Time and Place

There was something I did not know when I was young but know very well now. In our lives and usually beyond our bidding, there is a time and place for everything. Finding out what works for you in whatever time and place you are in at the moment is the challenge. 

There are distinct phases in our lives but they don’t present as some kind of script to follow. Something about the zeitgeist shifts around us as we come up to and pass certain milestones. High school graduation, as an example.

In the weeks and months leading up to that event, there is much activity and preparation. Not only for the exams and essays required to get you past the graduation finish line but much thought and preparation has been invested into what you will do afterward.

Take the summer off or work to earn some coin in the local supermarket? Take a whole gap year and travel the world before you settle into full-time studies or an entry-level position in the career of your choosing? Or spend your time sowing some wild oats and grabbing what little is left of childhood freedoms before the responsibilities of adulthood kick in?

I remember the subtle but significant pressures that kicked in at various stages and with every passing year when I was young. Family members can say tons without saying anything much of anything at all. “So, how’s your love life?” the jovial uncle might ask when you are obviously still very much single.

“I hope your parents live long enough to become grandparents,” the jovial uncle’s wife – my aunt by marriage – chimes in with a chuckle and the mildest hint of a harumph. 
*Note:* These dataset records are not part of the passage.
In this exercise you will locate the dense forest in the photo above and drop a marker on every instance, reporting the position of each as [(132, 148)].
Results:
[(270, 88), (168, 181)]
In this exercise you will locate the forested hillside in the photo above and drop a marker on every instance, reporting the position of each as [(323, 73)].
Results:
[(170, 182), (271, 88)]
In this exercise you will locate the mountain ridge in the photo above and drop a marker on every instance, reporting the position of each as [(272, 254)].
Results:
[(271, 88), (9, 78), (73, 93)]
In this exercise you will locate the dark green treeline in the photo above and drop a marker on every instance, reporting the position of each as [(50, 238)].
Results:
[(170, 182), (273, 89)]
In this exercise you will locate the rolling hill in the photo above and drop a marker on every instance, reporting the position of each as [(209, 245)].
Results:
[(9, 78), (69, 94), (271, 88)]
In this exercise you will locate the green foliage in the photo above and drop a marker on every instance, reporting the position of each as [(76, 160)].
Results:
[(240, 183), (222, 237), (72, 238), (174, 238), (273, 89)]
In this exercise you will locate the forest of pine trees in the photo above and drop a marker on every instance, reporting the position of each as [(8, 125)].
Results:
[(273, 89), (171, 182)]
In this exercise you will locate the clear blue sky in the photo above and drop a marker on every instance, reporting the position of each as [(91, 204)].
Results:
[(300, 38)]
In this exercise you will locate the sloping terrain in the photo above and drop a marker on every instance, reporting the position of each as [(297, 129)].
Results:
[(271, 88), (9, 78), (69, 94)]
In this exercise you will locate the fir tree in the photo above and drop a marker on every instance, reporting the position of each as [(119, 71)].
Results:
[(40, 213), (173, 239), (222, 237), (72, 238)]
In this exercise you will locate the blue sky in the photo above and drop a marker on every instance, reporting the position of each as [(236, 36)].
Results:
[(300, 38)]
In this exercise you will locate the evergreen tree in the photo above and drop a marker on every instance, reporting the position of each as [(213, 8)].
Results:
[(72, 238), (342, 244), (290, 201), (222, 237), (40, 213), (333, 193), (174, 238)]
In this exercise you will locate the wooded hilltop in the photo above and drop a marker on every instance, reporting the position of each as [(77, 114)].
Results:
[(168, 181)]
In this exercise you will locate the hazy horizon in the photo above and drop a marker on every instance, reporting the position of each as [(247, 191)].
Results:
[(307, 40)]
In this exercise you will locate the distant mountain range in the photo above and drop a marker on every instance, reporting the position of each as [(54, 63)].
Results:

I felt a subtle shift and FOMO (“fear of missing out”) kick in when my younger sisters had children and I had none. Let me emphasize here that FOMO is an extraordinarily stupid reason for choosing a mate and having children. I believe many do it though, but call it something else.

Shortly after my marriage imploded, I opined that I had put more thought into choosing carpet colors than choosing my children’s father. In my defense, I didn’t know then what I know now. But damn. Take about hasty and flakey decision-making. At that time, generally, I was paying more attention to others’ expressed needs and wishes than I was to my own.

Life set out to teach me fundamental lessons after that which, up until that point, I had blithely ignored. More telling, I believed certain expectations didn’t apply to me. I mentioned before the messages we got as children about being “special.” The rules that applied to mere mortals didn’t apply to me. Hubris is an ugly and limiting affliction.

I got schooled. Big time. I didn’t understand what this strange yearning was that in the weeks leading up to delivery that made me want to create a safe and orderly home for my infant child. And so I learned about nesting. 

So while I went through most of the so-called normal benchmarks of adult life, it was never on a path I felt that I was choosing freely. That’s a great form of denial and I was pretty good at that. 

I had missed out on the steady guidance of healthy female role models I assume other women had. My mother abdicated her role as a mother early in my existence and struck up a close relationship with pills of her choosing. 

Other potential role female models in my life died too soon or otherwise faded from my life. In any case, when it came to the finer points of parenting, and specifically mothering, I was woefully unprepared.

I do not recommend entering parenting without some sort of stable and viable support system. Independence is great but its allure tanks dramatically when a helpless human being needs you 24/7. I believe people couple up as much for someone else to cover diaper duty as for the deep emotional and social satisfaction of having a life partner. 

In a similar way, subtle hints come along in life’s journey to move you forward. Time to go for that promotion or look for another job. Time to move house or even move out of your community. Time to move on from any unsatisfactory situation, whether personal or professional. A wake-up call behooves you to focus on your health and well-being above all other considerations. If we aren’t here on the planet, or struggling to physically make it through our daily lives, all other considerations are moot. 

By a certain age, we start to look back and see how our own lives were shaped by variations on all of these themes. Choices we did and didn’t make. Opportunities we did or didn’t accept. I once read that we all must make most important life decisions with insufficient data and limited foresight. And sometimes we deliberately choose to abandon reason, flout the rules, and go with our gut.

A favorite saying of mine is about second (or third or fourth) marriages. They have been described as “a triumph of hope over experience.” There are certain variables that even the most carefully laid out life trajectory can flout: love and longing and desire. The heart wants what it wants.

If the allure of “the road less traveled” appeals to you on some deep level, you may understand what I’m talking about. Or if, in fact, you have taken an alternate path in your own life, you understand what that means in your very bones. And you may be happier than many.

Whatever the outcome, choosing to live life at your own speed and at your own pace may land you in a place of your own making. That can make a significant difference in how you see your life looking backward. And forward, too, if you are brave enough to follow that path.

There is no time limit on courage regardless of the time and place you are in at the moment.